¿Qué es la Iglesia que Cristo fundó y cuál es el fundamento sobre el cual está edificada? Para responder a estas dos preguntas leamos los versículos 16 a 19 del capítulo 16 de Mateo: Pedro confiesa al Señor como “el Cristo, el Hijo del Dios viviente”; sobre esta roca, pues, Jesucristo mismo confesado como tal, la Iglesia debía ser edificada. Asimismo el apóstol Pablo pudo decir: “Nadie puede poner otro fundamento que el que está puesto, el cual es Jesucristo” (1 Corintios 3:11).
En cuanto al edificio en sí, el Señor dice: “Edificaré”; él es el constructor de la verdadera Iglesia, que emplea también a los apóstoles y otros instrumentos mediante el Espíritu Santo.
En resumen, la Iglesia puede considerarse bajo dos aspectos:
- la Iglesia que es su cuerpo (el cuerpo de Cristo), ese cuerpo místico del cual él es la cabeza glorificada en el cielo (Efesios 1:23);
- la casa de Dios, un templo santo, donde Dios mora en el Espíritu (Efesios 2:21-22).
Ésta última es una “casa espiritual” compuesta de “piedras vivas” escogidas y preciosas para Dios (1 Pedro 2:5).
Notamos inmediatamente en estos pasajes que no se trata de una iglesia, sino de la Iglesia que abarca a todo el cuerpo de los creyentes. Recordando esto, queremos llegar a mostrar lo que es la Iglesia y lo que no es. Ella no es simplemente el cuerpo profesante de personas que han sido bautizadas. El bautismo, aunque adecuado en su justo lugar, no conduce necesariamente a un trabajo interior de Dios en el alma.
No sabríamos insistir demasiado en la gran verdad que nuestro Señor dice a Nicodemo en el tercer capítulo del evangelio de Juan: “Os es necesario nacer de nuevo” (v. 7). Un hombre puede ser bautizado y no tener “parte ni suerte en este asunto” (Hechos 8:21). Puede ser algo enteramente exterior, una forma en la cual el arrepentimiento y la fe no han tenido lugar. Pero en el nuevo nacimiento hay una vida y una naturaleza completamente nuevas, comunicadas por el Espíritu; “lo que es nacido del Espíritu, espíritu es” (Juan 3:6).

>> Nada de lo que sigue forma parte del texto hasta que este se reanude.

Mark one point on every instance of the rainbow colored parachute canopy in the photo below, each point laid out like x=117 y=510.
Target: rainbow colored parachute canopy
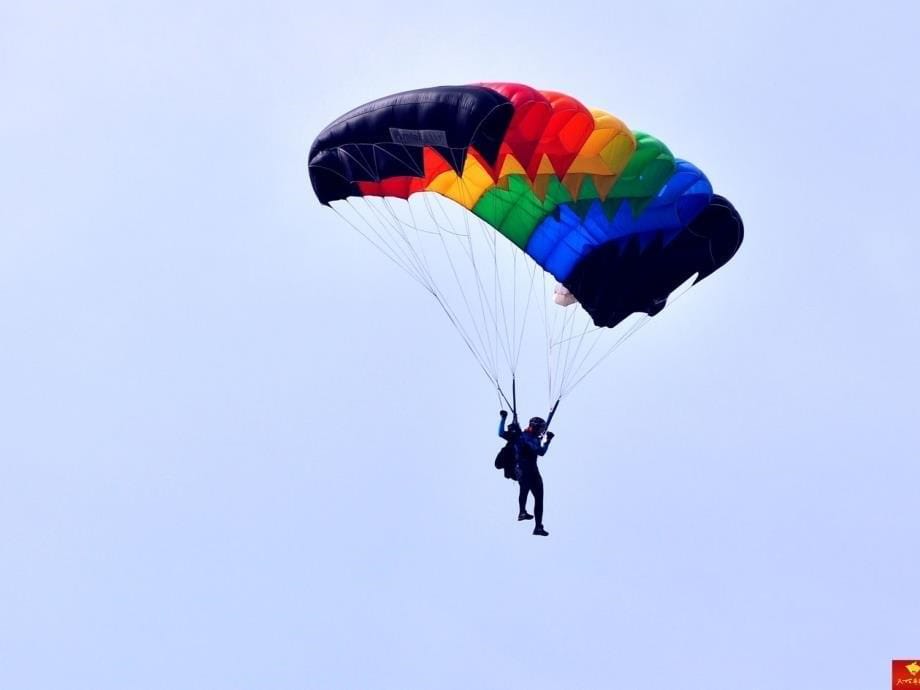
x=610 y=212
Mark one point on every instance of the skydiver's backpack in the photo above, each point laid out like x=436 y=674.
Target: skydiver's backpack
x=505 y=460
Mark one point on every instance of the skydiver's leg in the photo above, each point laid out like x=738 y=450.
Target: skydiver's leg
x=522 y=499
x=536 y=488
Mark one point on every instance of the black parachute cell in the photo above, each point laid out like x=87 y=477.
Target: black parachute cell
x=386 y=138
x=620 y=278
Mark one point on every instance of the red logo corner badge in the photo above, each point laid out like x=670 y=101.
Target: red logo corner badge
x=905 y=674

Además, el bautismo y la cena son una señal de muerte: “Bautizados en su muerte” (Romanos 6:3); “la muerte del Señor anunciáis” (1 Corintios 11:26). El nuevo nacimiento es la comunicación de una vida nueva y divina.
Insistimos en esto, porque si no vemos la diferencia entre el cuerpo profesante, que se atribuye el nombre de iglesia, y la verdadera Iglesia, caeremos en una confusión inextricable y en un error fatal, común a muchos cristianos, que consiste en aplicar a una iglesia de nombre los privilegios y bendiciones de los cuales habla la Escritura y que, en realidad, pertenecen solamente a la verdadera Iglesia, y no al cuerpo profesante.
Entonces, ¿qué se necesita, según la Escritura, para entrar en la Iglesia de Dios? No es una receta exterior, sino el trabajo interior, del que Cristo hablaba a Nicodemo al decir: “Os es necesario nacer de nuevo”. Es la posesión por la fe de una vida y de una naturaleza nuevas y divinas; es la purificación del corazón por la fe (Hechos 15:9). Es la obra del Espíritu Santo de Dios, y no un mandamiento humano. Sin duda que al principio, en los primeros tiempos de la historia de la Iglesia tal como la tenemos en los Hechos, aquellos que la componían eran realmente almas vivificadas; pero pronto fueron introducidos malos materiales, de manera que las últimas epístolas nos advierten sobre los falsos apóstoles de los cuales Pablo habla como de enemigos de la cruz de Cristo, y que son falsos maestros que enseñan herejías, y hasta anticristos.
Este estado fue de mal en peor durante la Edad Media, y ahora tenemos la cristiandad, la casa grande (2 Timoteo 2:20). Allí se mezcla toda clase de personas que hacen profesión de ser cristianos. Esto es el cuerpo profesante; no es la Iglesia. Pero, a pesar de todo, “conoce el Señor a los que son suyos” (2 Timoteo 2:19), y solamente estos componen la verdadera Iglesia. Si no comprendemos esto, toda nuestra idea de la Iglesia es falsa y engañadora.